I AM an ardent subscriber to the “no smoke without fire” aphorism. It is why, in 2019, when Alberto Salazar was accused and then banned from athletics for doping offences, I accepted he was guilty as charged without much further thought.

However, over the course of a new hour-and-a-half documentary entitled “Nike’s Big Bet”, which centres on the American running coach, I began to realise there are perhaps more grey areas than I initially thought. 

It also raises the complex issue of the difference between what is legally permitted within elite sport and what moral standards are, perhaps unreasonably, expected to be upheld.

As an athlete, Salazar was a world-class distance runner, winning the New York marathon three times and, in 1982, topping the marathon world rankings. His philosophy was “more is better”, concluding that if 100 miles a week made you a good runner, 180 miles a week would make you an even better one. His approach was to push himself to the limit, and then keep pushing.

Following his retirement as an athlete, the American moved into coaching and had incredible success heading up the famous, or infamous, Nike Oregon Project.

Salazar has led the likes of Mo Farah, Galen Rupp, Sifan Hassan and Kara Goucher to world and Olympic success which was why his suspension, which was confirmed bang in the middle of the 2019 World Championships, came as such a shock.

The documentary examines Salazar’s coaching methods, with contributions from a number of his current and former athletes, as well as athletics experts, and looks at the allegations of both the abuse of his athletes and the claims of doping.

Certainly – and the documentary highlights this – there is something odd about Salazar having been convicted of doping his athletes, although none of them have ever failed a test or been found guilty of doping offences.

No positive tests, as we are all well aware, does not necessarily prove an absence of doping. But the commentary in this documentary, particularly from Malcolm Gladwell, the Canadian journalist and author who popularised the rule that 10,000 hours of practice is what it takes to become an expert in a given field, questions whether Salazar is the type of personality who would dope personally, or encourage others to do so. Salazar’s mindset is, argues Gladwell, the absolute antithesis of someone who would dope.

Doping is, like all forms of cheating, a way to cut corners, to ensure you don’t have to go the extra mile. 
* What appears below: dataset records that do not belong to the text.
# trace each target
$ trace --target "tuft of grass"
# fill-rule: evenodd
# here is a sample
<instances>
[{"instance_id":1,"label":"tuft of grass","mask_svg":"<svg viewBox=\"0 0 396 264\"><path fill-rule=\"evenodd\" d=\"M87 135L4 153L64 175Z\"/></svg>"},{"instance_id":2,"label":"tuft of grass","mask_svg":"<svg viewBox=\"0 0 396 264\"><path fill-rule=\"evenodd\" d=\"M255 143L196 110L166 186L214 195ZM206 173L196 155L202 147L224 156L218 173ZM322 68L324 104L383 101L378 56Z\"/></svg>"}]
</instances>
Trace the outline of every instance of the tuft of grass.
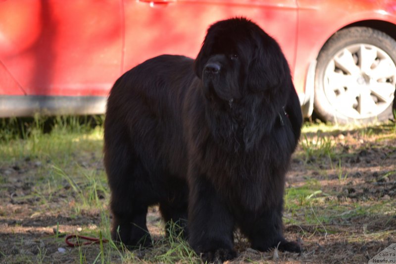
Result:
<instances>
[{"instance_id":1,"label":"tuft of grass","mask_svg":"<svg viewBox=\"0 0 396 264\"><path fill-rule=\"evenodd\" d=\"M336 156L336 144L329 137L322 135L320 132L316 136L308 138L304 135L301 141L301 146L305 153L305 162L311 159L329 157L333 158Z\"/></svg>"}]
</instances>

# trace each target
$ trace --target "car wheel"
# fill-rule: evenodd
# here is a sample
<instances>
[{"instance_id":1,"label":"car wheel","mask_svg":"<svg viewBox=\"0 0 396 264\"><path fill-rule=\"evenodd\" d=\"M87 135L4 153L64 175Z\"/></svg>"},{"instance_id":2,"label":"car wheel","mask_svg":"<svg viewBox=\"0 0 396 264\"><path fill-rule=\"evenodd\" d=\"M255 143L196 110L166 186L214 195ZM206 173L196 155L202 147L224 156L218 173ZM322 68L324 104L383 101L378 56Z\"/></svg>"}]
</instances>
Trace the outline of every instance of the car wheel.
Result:
<instances>
[{"instance_id":1,"label":"car wheel","mask_svg":"<svg viewBox=\"0 0 396 264\"><path fill-rule=\"evenodd\" d=\"M317 58L314 109L325 121L367 123L392 117L396 41L367 27L336 33Z\"/></svg>"}]
</instances>

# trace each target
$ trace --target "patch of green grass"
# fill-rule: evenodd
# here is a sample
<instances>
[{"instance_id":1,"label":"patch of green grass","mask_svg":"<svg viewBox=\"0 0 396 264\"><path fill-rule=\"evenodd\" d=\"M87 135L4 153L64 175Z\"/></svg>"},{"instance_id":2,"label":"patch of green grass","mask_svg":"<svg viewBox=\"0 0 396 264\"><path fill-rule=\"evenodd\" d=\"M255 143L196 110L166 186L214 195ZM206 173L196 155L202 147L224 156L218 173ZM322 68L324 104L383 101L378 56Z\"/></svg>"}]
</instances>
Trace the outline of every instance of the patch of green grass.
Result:
<instances>
[{"instance_id":1,"label":"patch of green grass","mask_svg":"<svg viewBox=\"0 0 396 264\"><path fill-rule=\"evenodd\" d=\"M336 156L336 144L330 137L318 132L316 135L308 137L303 135L300 144L305 154L305 162L314 157L315 158L329 157L333 158Z\"/></svg>"}]
</instances>

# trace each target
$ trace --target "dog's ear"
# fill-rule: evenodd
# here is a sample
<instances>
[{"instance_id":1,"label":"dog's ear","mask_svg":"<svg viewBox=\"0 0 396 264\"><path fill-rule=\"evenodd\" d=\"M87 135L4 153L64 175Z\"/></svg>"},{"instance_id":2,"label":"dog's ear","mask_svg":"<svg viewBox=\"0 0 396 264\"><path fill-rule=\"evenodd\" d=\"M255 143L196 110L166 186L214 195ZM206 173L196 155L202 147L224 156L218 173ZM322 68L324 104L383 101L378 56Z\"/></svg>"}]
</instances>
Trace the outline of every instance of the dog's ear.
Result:
<instances>
[{"instance_id":1,"label":"dog's ear","mask_svg":"<svg viewBox=\"0 0 396 264\"><path fill-rule=\"evenodd\" d=\"M215 41L213 36L214 30L213 27L213 25L212 25L208 29L199 53L194 61L194 71L199 79L202 78L202 72L203 71L203 67L205 66L211 53L212 52L211 49L213 49Z\"/></svg>"},{"instance_id":2,"label":"dog's ear","mask_svg":"<svg viewBox=\"0 0 396 264\"><path fill-rule=\"evenodd\" d=\"M203 71L203 67L207 60L208 55L210 52L210 51L209 50L210 45L207 43L208 42L207 36L206 36L205 40L203 41L203 43L202 44L202 47L199 51L199 53L194 61L194 72L195 72L195 74L199 79L202 78L202 72Z\"/></svg>"},{"instance_id":3,"label":"dog's ear","mask_svg":"<svg viewBox=\"0 0 396 264\"><path fill-rule=\"evenodd\" d=\"M252 36L256 47L248 71L249 89L253 92L282 89L291 77L280 47L261 30L254 31Z\"/></svg>"}]
</instances>

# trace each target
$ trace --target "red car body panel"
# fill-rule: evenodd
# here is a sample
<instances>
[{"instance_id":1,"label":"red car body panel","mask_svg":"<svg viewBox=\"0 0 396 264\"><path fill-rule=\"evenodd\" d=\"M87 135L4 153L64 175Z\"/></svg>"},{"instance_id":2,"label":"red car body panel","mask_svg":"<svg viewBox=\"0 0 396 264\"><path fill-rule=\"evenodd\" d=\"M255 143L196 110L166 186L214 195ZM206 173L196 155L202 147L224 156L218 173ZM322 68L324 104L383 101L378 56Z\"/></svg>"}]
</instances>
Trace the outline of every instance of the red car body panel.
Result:
<instances>
[{"instance_id":1,"label":"red car body panel","mask_svg":"<svg viewBox=\"0 0 396 264\"><path fill-rule=\"evenodd\" d=\"M210 24L245 16L279 43L303 104L308 67L332 35L358 21L394 25L395 13L386 0L3 0L0 97L105 99L125 71L161 54L194 58Z\"/></svg>"}]
</instances>

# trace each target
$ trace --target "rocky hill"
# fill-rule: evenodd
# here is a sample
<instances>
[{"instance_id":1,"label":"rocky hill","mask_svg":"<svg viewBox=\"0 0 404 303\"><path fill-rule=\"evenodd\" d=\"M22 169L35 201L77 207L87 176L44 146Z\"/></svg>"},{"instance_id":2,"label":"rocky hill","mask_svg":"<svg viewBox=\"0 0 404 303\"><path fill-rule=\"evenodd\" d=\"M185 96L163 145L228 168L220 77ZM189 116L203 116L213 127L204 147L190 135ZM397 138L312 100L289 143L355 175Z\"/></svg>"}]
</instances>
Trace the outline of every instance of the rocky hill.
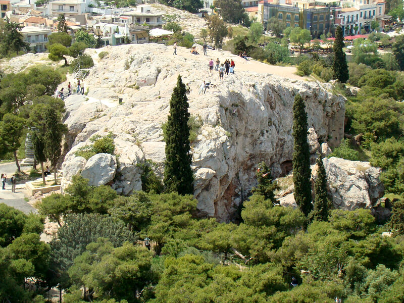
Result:
<instances>
[{"instance_id":1,"label":"rocky hill","mask_svg":"<svg viewBox=\"0 0 404 303\"><path fill-rule=\"evenodd\" d=\"M88 93L65 99L69 134L63 165L64 186L83 169L86 175L96 175L93 184L110 182L118 192L129 194L141 188L137 163L150 159L161 172L165 145L161 125L167 121L179 74L192 89L189 112L203 123L191 144L194 195L202 215L222 221L233 217L255 185L255 170L261 161L271 166L275 177L289 172L292 106L296 93L306 100L308 123L315 133L314 153L319 141L332 147L343 137L344 99L331 92L331 85L297 80L302 78L293 74L293 68L246 62L228 52L213 51L208 56L222 62L234 58L236 62L235 73L225 75L221 82L217 72L208 75L210 57L179 48L178 56L172 55L172 47L156 44L86 51L96 62L84 79ZM103 60L97 56L100 51L108 52ZM288 78L270 73L274 72ZM204 80L216 85L198 94ZM123 98L122 105L118 97ZM88 162L75 156L91 136L109 132L115 136L119 165L114 157L105 154Z\"/></svg>"}]
</instances>

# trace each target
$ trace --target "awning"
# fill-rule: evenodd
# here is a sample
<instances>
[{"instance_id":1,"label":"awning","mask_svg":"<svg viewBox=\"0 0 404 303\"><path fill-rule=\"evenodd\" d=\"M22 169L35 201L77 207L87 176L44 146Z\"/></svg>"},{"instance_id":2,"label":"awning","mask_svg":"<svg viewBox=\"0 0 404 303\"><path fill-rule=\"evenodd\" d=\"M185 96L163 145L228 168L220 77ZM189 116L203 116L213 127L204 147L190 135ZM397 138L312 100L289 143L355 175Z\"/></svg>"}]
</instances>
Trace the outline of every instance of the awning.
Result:
<instances>
[{"instance_id":1,"label":"awning","mask_svg":"<svg viewBox=\"0 0 404 303\"><path fill-rule=\"evenodd\" d=\"M150 29L149 35L152 37L159 37L160 36L167 36L172 35L174 32L162 28L154 28Z\"/></svg>"},{"instance_id":2,"label":"awning","mask_svg":"<svg viewBox=\"0 0 404 303\"><path fill-rule=\"evenodd\" d=\"M378 20L389 20L392 18L393 18L391 16L389 16L388 15L379 15L379 16L376 16L376 19Z\"/></svg>"}]
</instances>

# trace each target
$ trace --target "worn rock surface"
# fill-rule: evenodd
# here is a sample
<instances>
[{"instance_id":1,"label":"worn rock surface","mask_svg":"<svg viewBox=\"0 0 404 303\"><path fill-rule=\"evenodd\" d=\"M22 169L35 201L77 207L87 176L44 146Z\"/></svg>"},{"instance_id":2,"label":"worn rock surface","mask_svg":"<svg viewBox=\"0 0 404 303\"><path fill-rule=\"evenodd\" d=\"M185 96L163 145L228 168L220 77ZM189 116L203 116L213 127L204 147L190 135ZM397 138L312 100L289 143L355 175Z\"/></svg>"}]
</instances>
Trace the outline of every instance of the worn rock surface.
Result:
<instances>
[{"instance_id":1,"label":"worn rock surface","mask_svg":"<svg viewBox=\"0 0 404 303\"><path fill-rule=\"evenodd\" d=\"M102 60L98 57L101 51L109 53ZM234 58L236 68L240 66L223 82L215 74L207 76L207 57L190 55L181 47L178 56L172 56L171 48L153 43L86 50L96 65L84 79L87 98L80 100L73 95L66 99L70 105L65 121L69 133L64 165L75 161L75 151L90 144L92 135L112 132L120 164L112 186L118 192L128 194L141 188L141 171L136 165L146 159L157 163L157 172L161 175L165 159L161 125L167 121L179 74L191 88L189 111L200 117L203 124L191 151L194 194L201 215L222 221L234 217L256 185L255 171L261 161L271 167L275 177L290 171L296 94L305 100L309 126L317 138L312 142L316 151L318 141L328 141L331 146L339 144L343 135L345 99L331 92L330 85L286 79L265 69L260 73L249 71L245 60L217 52L221 60ZM256 63L251 60L248 64ZM140 85L142 79L146 81ZM198 88L204 80L217 85L199 95ZM123 98L122 105L115 96ZM85 115L81 107L86 109ZM113 174L107 174L102 182L94 179L92 182L112 180Z\"/></svg>"},{"instance_id":2,"label":"worn rock surface","mask_svg":"<svg viewBox=\"0 0 404 303\"><path fill-rule=\"evenodd\" d=\"M381 169L369 162L332 157L323 160L327 186L336 207L344 210L372 209L383 196Z\"/></svg>"},{"instance_id":3,"label":"worn rock surface","mask_svg":"<svg viewBox=\"0 0 404 303\"><path fill-rule=\"evenodd\" d=\"M116 170L115 156L109 154L97 154L87 161L81 176L88 179L89 185L99 186L112 181Z\"/></svg>"}]
</instances>

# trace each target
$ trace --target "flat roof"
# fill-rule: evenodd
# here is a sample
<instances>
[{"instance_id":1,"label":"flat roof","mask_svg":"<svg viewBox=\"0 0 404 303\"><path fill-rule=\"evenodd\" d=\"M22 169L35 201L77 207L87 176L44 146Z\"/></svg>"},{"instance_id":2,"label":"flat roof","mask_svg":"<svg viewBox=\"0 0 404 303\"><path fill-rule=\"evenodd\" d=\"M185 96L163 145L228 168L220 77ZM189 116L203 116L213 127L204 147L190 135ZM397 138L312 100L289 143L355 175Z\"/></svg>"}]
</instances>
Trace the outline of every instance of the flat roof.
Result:
<instances>
[{"instance_id":1,"label":"flat roof","mask_svg":"<svg viewBox=\"0 0 404 303\"><path fill-rule=\"evenodd\" d=\"M341 10L341 11L342 13L348 13L349 12L356 12L356 11L359 11L357 8L344 8Z\"/></svg>"},{"instance_id":2,"label":"flat roof","mask_svg":"<svg viewBox=\"0 0 404 303\"><path fill-rule=\"evenodd\" d=\"M258 7L255 7L254 8L247 8L244 9L246 12L257 12L258 11Z\"/></svg>"},{"instance_id":3,"label":"flat roof","mask_svg":"<svg viewBox=\"0 0 404 303\"><path fill-rule=\"evenodd\" d=\"M34 32L50 32L50 29L46 29L45 28L40 28L39 27L36 27L35 26L25 26L25 27L23 27L22 29L21 30L21 32L24 33L34 33Z\"/></svg>"}]
</instances>

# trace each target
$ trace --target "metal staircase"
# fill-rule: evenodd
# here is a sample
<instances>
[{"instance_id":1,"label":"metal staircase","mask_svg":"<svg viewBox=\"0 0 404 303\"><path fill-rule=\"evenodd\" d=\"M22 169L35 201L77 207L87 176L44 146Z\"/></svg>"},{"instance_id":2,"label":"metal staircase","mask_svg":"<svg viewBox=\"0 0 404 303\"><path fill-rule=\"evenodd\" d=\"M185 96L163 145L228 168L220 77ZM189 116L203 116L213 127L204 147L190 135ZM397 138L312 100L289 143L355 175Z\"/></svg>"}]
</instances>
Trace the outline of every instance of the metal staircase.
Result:
<instances>
[{"instance_id":1,"label":"metal staircase","mask_svg":"<svg viewBox=\"0 0 404 303\"><path fill-rule=\"evenodd\" d=\"M25 159L21 163L22 166L31 166L34 164L34 145L32 144L32 133L31 129L28 129L28 132L25 138Z\"/></svg>"},{"instance_id":2,"label":"metal staircase","mask_svg":"<svg viewBox=\"0 0 404 303\"><path fill-rule=\"evenodd\" d=\"M89 69L84 68L84 63L83 61L80 61L74 68L73 71L73 75L74 79L83 80L88 73Z\"/></svg>"}]
</instances>

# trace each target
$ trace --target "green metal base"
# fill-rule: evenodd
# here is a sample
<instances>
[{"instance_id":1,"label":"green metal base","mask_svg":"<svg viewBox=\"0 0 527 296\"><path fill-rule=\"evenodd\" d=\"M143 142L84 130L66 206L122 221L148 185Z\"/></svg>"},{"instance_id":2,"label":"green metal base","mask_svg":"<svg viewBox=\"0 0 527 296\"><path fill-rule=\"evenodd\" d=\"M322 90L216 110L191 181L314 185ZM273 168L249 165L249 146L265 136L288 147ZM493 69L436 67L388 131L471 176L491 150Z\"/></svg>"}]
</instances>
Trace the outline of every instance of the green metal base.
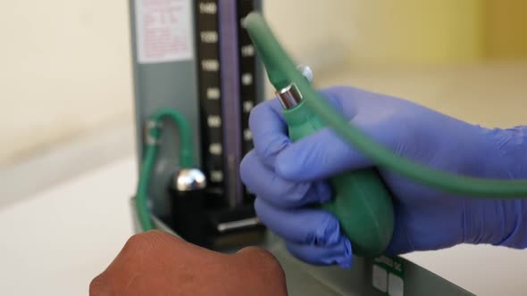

That is not Salazar’s way. His coaching methods include the use of underwater treadmills, infrared pods and cryosaunas; his dedication to eliciting every per cent from his athletes is bordering on maniacal.

This approach, suggests Gladwell, is not how a doper would approach the sport; a doper takes drugs in order to avoid having to go to such extreme lengths.

Salazar has an appeal of his four-year suspension pending, with many believing the 62-year-old is likely to be successful in overturning the ruling. Certainly having the full backing of Nike will help his cause.

If Salazar does win his appeal, there remains another question about his methods: do they cross a moral and ethical line?

Is the only code to which athletes must adhere to that of the laws of the sport, or is there a moral code that is expected to be followed?

This is where the huge grey area lies.

While Salazar experimenting with the drug L-carnitine may not be illegal within sport, is it moral?

For some, like Goucher, who was coached by Salazar for several years, she was clear where her moral line was and after witnessing some of Salazar’s methods which, she claims, included administering medicine to athletes when they had no need of it, she could no longer bear to be a part of the Oregon Project set-up and left.

That Goucher would risk damaging her own chances of success on the track in order to uphold her ethical standards is admirable. But not everyone would act in a similar manner. And the answer to whether they should be expected to will never be agreed upon by everybody.

There have been many similar cases; Maria Sharapova taking meldonium, Chris Froome using inhalers to name two – did they flirt with the line when it came to medical intervention without explicitly breaking rules?

The same issue arises with some of Salazar’s methods. They may not be banned but are they moral, and do they contravene the spirit of sport?

I have an issue with these standards. I’m all for sport being a morally pure place, but we all have to accept this is unlikely to be the case. The entire purpose of sport is to find an edge which separates you from your competitors.

Breaking the rules, be it by doping, or another method of cheating is, of course unacceptable. But when people start to assume that athletes and coaches will bring impeccable morals to the sporting field, they are certain to be disappointed.

Elite sport is an eat or be eaten world. And that, unfortunately means coaches and athletes alike will look for every way possible to push the boundaries without stepping over the line.